Yeah I think Toblerone is right he is wasting your time and keeping you in limbo and in turn keeping you on edge and not letting you enjoy life. Life is too short for this! If you want to work it out I would sit down with him and explain how you feel and you don't want or need to live your life like you are currently it is not fair to you. Plus you are a teacher and have enough stress in your life. Can I ask you if you guys are still having sex? It may be possible that he thinks he can treat you that way and have sex if you guys are. Please keep us or me updated.


----------



## Chuck71 (Nov 5, 2012)

When you dated / married were the two of you the same way then? Why do you think he is that way? How much do you think his attitude shapes the way you react (controlling, screaming, etc)?


----------



## farsidejunky (Mar 19, 2014)

turnera said:


> ARE you normally controlling and argumentative? Do you raise your voice to him?


This.

It would help to know what led to the separation in the first place. 

It's easy to understand the post-separation behavior, but were you exhibiting these things prior to separation?

Did he refuse to do things with you prior to the separation?


----------



## Thor (Oct 31, 2011)

There's more in her other thread. Perhaps have a moderator merge them. They lost their only child about 4 yrs ago and they are in an agreed in-house separation.
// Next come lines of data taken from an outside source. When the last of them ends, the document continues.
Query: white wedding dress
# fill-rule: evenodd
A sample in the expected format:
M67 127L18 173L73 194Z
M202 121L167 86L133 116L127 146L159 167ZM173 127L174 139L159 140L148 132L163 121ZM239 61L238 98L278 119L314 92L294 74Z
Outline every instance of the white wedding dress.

http://talkaboutmarriage.com/going-...0-confused-about-separation.html#post18888777


----------



## Bananapeel (May 4, 2015)

I've seen this strategy before with a buddy that does it to control his wife as a form of emotional abuse. I don't know your situation but from your other thread I'd say just pull the plug already and divorce each other since you two are clearly not happy together and haven't been for a long time.


----------